If walls could talk, I would speak to you a thousand times over a thousand nights. I would tell you to take two steps back instead of one step forward.

I met you at eleven-oh-four on a Sunday night. I remember because the eleven-oh-one train was three minutes late, which was unusual, as it was supposed to be seven minutes late. A few weekend stragglers blinked the bleariness from their eyes as the train ambled to a stop.
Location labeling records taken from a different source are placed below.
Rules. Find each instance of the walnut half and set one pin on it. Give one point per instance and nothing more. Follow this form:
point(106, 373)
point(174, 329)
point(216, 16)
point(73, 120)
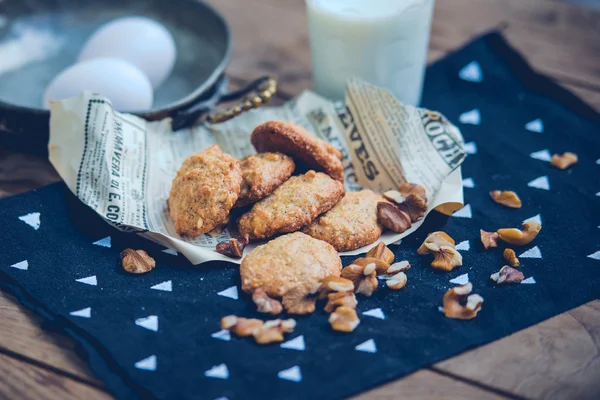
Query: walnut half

The doors hissed open, as they always do. The people boarded, as they always do. The train took off, as it always does, leaving me alone under Fifth Ave.

But you were with me.

You leaned against me, pressing your forehead into my tiles between the V and the E. I felt a startling intimacy with you in that moment. We shared a secret, a story. I didn’t understand it yet.

Before the next train arrived – a proper six minutes late this time – you stepped away from me. Heels clacked on concrete, carrying you closer to the edge. You stood on the yellow line, staring down at the tracks, and I wished you would come back to me.

You chickened out. You left, hustling up the stairs that returned you to the city. I thought little of it.

Then you came back. Every night that week, you walked into my station with a thin black cardigan and no phone. The people always stared at their phones. You stared at the people, and as they left, you stared at the tracks again. But first, you would lean on me.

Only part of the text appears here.